Fonte: www.7wonders.com
As Novas 7 Maravilhas do Mundo, cuja declaração oficial global foi realizada a partir de Lisboa, a 7 de Julho de 2007, são as seguintes:

Muralha da China, China
Petra, Jordânia
Cristo Redentor, Brasil
Machu Picchu, Peru
Chichen Itza, México
Coliseu de Roma, Itália
Taj Mahal, Índia


Ora, à boa e tradicional maneira portuguesa, talvez pela inspiração do momento em Lisboa, decidiu-se que nós, em Portugal, também deveríamos eleger as nossas próprias maravilhas. Começou-se pela eleição das 7 Maravilhas de Portugal, cuja campanha, segundo os representantes oficiais, "fez a maior divulgação de sempre do nosso património histórico e cultural, recuperou o interesse das populações pelos belíssimos castelos, palácios, igrejas e mosteiros que marcam a nossa paisagem." Daqui resultou a seguinte lista:

Mosteiro de Alcobaça
Mosteiro dos Jerónimos
Palácio da Pena
Mosteiro da Batalha
Castelo de Óbidos
Torre de Belém
Castelo de Guimarães

A estas, seguir-se-iam as 7 Maravilhas de Origem Portuguesa no Mundo, eleição agitada pela denúncia do seu cariz colonialista mas que, uma vez mais nas palavras dos seus representantes, apenas representava "o orgulho dos portugueses na sua história, no seu património além-fronteiras. Só um povo edificou 27 monumentos em 3 continentes diferentes e esse povo somos nós". A este respeito, não posso deixar de referir um contributo, em tom provocador mas inteligente, encontrado na blogosfera:

"“Mais maravilhas? Mas isso não está já a cheirar mal?”, pergunta o cidadão comum, esclarecido e de gosto refinado, enquanto limpa a cavidade nasal com o indicador e emborca mais uma imperial. Com efeito, assim é. Desde que mentes brilhantes internacionais decidiram promover a eleição das novas 7 maravilhas do mundo por voto telefónico (se tivéssemos mais uns milhões de habitantes, até lá conseguíamos enfiar o Centro Comercial Colombo), houve mentes igualmente brilhantes, mas de formação nacional, a decidir capitalizar a euforia que não chegou a existir, promovendo a eleição simultânea de outras tantas maravilhas de Portugal. O mesmo brilhantismo precisou de dois anos para engendrar nova iniciativa: as 7 maravilhas de origem portuguesa no mundo. Rebuscado? Por comparação com as 7 maravilhas de origem mundial em Portugal (que virão a seguir) é até bastante simples e evidente. Mas há algo que não está bem. Olhando a lista de 27 “maravilhas” em votação, verificamos que, das 27, 11 são igrejas, conventos, santuários, mosteiros, basílicas e catedrais, dez são fortes e fortalezas e 5 são centros históricos de cidades coloniais, acrescentando-se ainda a Ilha de Moçambique. Espera-se que isto impressione? A Ilha de Moçambique impressiona realmente e muitos desconhecerão que o poderio dos portugueses das Descobertas lhes permitia erguer ilhas sobre o oceano, mas o resto não. O que diz esta lista da presença histórica portuguesa no mundo? Diz que os nossos antepassados, que nos habituámos a ver como heróicos, faziam duas coisas: rezavam e batiam nas pessoas. Possivelmente, em simultâneo ou com uma relação de causa-efeito. Nos intervalos das rezas e da violência, refugiavam-se em recantos urbanos construídos para recordar a terrinha e com a preocupação de serem “centros”. Para periferia já bastava a pátria distante."

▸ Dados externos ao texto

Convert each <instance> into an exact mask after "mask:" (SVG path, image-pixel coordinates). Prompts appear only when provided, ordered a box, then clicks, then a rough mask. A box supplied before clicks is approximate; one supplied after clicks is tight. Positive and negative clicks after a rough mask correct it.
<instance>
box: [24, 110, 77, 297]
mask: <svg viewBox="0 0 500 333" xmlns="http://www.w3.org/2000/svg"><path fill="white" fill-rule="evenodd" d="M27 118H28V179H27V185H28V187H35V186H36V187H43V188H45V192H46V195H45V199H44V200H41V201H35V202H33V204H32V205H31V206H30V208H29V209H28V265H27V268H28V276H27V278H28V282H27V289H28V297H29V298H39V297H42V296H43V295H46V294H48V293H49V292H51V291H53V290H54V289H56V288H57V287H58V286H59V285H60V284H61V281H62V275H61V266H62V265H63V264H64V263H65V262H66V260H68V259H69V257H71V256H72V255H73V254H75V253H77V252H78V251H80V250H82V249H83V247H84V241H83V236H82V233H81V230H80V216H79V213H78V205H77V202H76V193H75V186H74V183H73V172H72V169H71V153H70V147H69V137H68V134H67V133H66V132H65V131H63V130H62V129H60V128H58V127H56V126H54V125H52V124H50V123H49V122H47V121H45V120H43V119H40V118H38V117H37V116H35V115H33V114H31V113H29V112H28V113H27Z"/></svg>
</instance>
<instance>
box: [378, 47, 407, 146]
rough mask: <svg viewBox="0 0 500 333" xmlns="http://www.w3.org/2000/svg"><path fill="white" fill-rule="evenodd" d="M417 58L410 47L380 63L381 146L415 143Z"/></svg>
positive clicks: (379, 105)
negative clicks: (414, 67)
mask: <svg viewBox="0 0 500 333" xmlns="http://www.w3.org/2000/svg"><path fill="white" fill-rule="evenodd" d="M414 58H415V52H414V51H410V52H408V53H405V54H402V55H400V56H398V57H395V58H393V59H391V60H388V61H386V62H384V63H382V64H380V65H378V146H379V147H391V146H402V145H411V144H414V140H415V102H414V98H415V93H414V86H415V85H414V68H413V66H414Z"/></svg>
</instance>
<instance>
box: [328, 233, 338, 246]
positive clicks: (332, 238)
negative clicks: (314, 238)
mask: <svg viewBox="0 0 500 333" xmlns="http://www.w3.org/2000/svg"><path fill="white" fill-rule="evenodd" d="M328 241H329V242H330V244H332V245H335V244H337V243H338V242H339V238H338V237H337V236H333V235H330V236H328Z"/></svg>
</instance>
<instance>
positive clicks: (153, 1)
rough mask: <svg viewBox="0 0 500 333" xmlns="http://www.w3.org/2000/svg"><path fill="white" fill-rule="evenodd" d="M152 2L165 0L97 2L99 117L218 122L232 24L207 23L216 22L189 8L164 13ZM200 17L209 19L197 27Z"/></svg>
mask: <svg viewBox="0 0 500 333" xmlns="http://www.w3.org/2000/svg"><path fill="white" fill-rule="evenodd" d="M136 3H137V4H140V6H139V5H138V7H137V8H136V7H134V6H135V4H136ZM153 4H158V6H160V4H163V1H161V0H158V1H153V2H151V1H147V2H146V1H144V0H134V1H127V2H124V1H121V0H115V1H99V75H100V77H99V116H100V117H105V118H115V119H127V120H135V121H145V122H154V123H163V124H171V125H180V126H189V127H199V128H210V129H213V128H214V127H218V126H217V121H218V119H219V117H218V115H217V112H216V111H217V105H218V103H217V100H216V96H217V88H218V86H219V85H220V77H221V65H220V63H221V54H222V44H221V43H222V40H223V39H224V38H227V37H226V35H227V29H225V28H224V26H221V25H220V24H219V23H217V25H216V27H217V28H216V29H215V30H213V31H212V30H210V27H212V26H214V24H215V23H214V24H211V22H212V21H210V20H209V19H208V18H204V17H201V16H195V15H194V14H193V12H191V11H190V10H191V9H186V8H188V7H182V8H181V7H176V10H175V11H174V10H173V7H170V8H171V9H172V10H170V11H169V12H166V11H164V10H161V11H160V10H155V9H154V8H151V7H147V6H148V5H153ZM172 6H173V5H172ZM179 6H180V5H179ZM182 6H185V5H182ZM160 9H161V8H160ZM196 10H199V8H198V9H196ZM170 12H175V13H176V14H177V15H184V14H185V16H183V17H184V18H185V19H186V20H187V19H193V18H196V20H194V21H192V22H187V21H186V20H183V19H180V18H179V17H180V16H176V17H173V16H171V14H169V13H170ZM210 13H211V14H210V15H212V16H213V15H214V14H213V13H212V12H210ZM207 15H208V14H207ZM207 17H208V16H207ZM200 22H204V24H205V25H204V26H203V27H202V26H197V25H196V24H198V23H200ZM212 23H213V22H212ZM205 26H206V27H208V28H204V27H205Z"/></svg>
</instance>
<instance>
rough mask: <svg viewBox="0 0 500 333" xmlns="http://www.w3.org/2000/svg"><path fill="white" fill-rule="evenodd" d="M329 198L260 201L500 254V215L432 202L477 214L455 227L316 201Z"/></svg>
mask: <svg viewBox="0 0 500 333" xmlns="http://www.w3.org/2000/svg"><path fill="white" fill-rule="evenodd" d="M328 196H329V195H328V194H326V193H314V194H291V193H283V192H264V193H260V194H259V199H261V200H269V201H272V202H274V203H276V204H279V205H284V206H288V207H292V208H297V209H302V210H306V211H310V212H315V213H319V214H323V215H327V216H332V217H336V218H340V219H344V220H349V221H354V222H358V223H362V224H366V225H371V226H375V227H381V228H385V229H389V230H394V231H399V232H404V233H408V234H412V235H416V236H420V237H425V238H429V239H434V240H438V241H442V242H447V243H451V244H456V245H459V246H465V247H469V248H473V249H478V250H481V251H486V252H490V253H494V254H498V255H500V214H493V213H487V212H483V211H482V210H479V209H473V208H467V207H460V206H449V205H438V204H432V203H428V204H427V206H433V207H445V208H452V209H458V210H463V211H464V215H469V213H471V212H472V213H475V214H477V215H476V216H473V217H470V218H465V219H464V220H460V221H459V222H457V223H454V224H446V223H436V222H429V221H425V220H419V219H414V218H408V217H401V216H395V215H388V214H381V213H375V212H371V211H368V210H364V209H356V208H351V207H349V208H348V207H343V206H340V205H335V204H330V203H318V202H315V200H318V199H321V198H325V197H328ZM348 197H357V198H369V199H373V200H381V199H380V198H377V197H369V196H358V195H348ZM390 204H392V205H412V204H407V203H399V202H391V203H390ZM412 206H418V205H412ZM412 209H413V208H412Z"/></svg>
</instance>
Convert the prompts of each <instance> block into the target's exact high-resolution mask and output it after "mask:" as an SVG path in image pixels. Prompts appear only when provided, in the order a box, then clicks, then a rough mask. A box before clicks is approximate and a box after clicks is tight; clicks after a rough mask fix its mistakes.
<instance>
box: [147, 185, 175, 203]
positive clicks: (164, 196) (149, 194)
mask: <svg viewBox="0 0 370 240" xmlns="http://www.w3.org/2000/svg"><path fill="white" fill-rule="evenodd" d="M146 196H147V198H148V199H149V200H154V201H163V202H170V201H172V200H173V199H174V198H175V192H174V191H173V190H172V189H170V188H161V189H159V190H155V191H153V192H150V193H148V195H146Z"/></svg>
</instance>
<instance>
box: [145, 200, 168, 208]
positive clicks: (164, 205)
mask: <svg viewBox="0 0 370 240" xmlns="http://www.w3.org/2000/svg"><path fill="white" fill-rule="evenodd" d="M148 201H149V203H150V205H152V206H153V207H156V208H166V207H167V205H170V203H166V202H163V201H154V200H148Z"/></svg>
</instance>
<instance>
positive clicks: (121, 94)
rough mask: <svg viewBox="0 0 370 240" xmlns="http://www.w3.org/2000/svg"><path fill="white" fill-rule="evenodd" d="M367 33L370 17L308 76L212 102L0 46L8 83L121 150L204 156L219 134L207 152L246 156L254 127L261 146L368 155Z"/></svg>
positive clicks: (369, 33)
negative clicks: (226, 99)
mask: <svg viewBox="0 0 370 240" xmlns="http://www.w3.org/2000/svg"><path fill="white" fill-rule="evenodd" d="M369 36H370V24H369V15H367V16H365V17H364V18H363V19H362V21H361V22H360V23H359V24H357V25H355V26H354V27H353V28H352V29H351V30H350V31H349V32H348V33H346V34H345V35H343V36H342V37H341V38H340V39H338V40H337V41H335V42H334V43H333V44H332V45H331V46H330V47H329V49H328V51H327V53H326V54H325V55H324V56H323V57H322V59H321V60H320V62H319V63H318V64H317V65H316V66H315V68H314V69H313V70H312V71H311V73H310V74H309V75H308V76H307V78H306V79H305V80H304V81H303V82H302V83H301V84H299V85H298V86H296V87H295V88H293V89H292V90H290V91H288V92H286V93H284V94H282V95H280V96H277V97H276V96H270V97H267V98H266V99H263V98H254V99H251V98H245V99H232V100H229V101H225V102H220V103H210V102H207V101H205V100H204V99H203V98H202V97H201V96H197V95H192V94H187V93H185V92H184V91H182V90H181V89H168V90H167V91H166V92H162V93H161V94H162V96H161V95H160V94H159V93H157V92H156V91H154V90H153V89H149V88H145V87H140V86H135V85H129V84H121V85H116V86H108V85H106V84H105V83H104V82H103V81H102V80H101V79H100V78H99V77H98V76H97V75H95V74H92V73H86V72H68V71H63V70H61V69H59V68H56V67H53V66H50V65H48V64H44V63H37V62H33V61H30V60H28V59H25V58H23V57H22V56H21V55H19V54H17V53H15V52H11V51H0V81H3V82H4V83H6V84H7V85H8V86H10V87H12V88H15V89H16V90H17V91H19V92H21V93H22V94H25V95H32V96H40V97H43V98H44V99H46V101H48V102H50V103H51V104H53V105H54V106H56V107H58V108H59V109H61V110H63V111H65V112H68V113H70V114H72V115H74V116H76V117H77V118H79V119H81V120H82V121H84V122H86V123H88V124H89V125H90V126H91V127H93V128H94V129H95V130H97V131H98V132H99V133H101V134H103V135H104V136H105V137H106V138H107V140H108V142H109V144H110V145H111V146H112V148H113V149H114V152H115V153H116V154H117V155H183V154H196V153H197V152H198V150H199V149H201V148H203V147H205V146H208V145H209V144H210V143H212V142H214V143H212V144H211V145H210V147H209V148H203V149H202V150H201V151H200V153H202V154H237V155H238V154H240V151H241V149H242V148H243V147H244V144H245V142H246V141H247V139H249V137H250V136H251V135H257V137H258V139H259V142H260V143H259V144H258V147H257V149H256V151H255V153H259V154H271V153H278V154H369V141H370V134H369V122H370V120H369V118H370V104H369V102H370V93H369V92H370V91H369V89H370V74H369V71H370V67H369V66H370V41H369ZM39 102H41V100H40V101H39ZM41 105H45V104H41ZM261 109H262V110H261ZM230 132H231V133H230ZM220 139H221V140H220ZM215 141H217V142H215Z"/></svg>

Naturalmente, a história não ficaria por aqui. Com a eleição da Fortaleza de Diu (Índia), a Fortaleza de Mazagão (Marrocos), a Basílica do Bom Jesus de Goa (Índia), a Cidade Velha de Santiago (Cabo Verde), a Igreja de São Paulo (Macau), o Convento de São Francisco de Assis da Penitência (Ouro Preto - Brasil), o Convento de São Francisco e a Ordem Terceira (São Salvador da Bahia - Brasil, viriam as 7 Maravilhas Naturais de Portugal.
Até os promotores deste evento já denunciavam, mesmo que disso não tivessem consciência, o exagero de maravilhas portuguesas:

"Depois do sucesso obtido com a eleição das "Novas 7 Maravilhas do Mundo®" e "7 Maravilhas de Portugal®" em 2007 e "7 Maravilhas de Origem Portuguesa no Mundo®" em 2009, foram eleitas as "7 Maravilhas Naturais de Portugal®", reveladas a 11 de Setembro de 2010, em Ponta Delgada, nos Açores."

Desta vez, venceriam as Grutas de Mira D'Aire, a Lagoa das Sete Cidades, o Portinho da Arrábida, a Paisagem Vulcânica da Ilha do Pico, o Parque Nacional da Peneda-Gêres, a Ria Formosa e a Floresta Laurissilva (Florestas e Matas).
Faltava ainda conhecer as 7 Maravilhas da Gastronomia:

"As "7 Maravilhas®" são um promotor por excelência da identidade nacional de Portugal. Após a divulgação e promoção do património histórico e natural do nosso país, o ano de 2011 foi dedicado à Gastronomia, um dos grandes valores e paixão dos portugueses."

Além do orgulho nacional na história do país e no expansionismo passado, temos agora a promoção da identidade nacional através da gastronomia. Resta dizer que, em termos de gastronomia, os vencedores foram a Alheira de Mirandela, o Queijo Serra da Estrela, o Caldo Verde, o Arroz de Marisco, a Sardinha Assada, o Leitão da Bairrada e o Pastel de Belém.
E, como se não bastasse, os portugueses vão eleger este ano as 7 Maravilhas - Praias de Portugal. Porquê? Porque...

"As 7 Maravilhas® vão continuar a promover os grandes valores da identidade nacional [...] A eleição das "7 Maravilhas - Praias de Portugal®" centra-se em três eixos estratégicos: Ambiente, Turismo e Mar. Este é um projeto que visa promover as praias nacionais, de forma a preservar a sua beleza e unicidade. A preocupação ambiental faz já parte da missão das 7 Maravilhas®, desde a eleição em 2010 das 7 Maravilhas Naturais de Portugal®."

Fala-se, então, do verdadeiro interesse por detrás destes projetos. Se para alguns poderia estar em causa apenas a promoção da identidade nacional - o que, por si só, já seria bastante discutível pelas alusões colonialistas implícitas no processo - os responsáveis por esta eleição esclarecem que, afinal, espera-se também algum retorno em termos de procura turística. Expectativa totalmente legítima, parece-me. Mas também me parece que, quando se trata da promoção turística de qualquer cidade, região ou país, os exageros são contraproducentes. E no que respeita a maravilhas, não temos só 7. Na verdade, já vamos com 28 e a caminho das 35. Talvez já seja suficiente.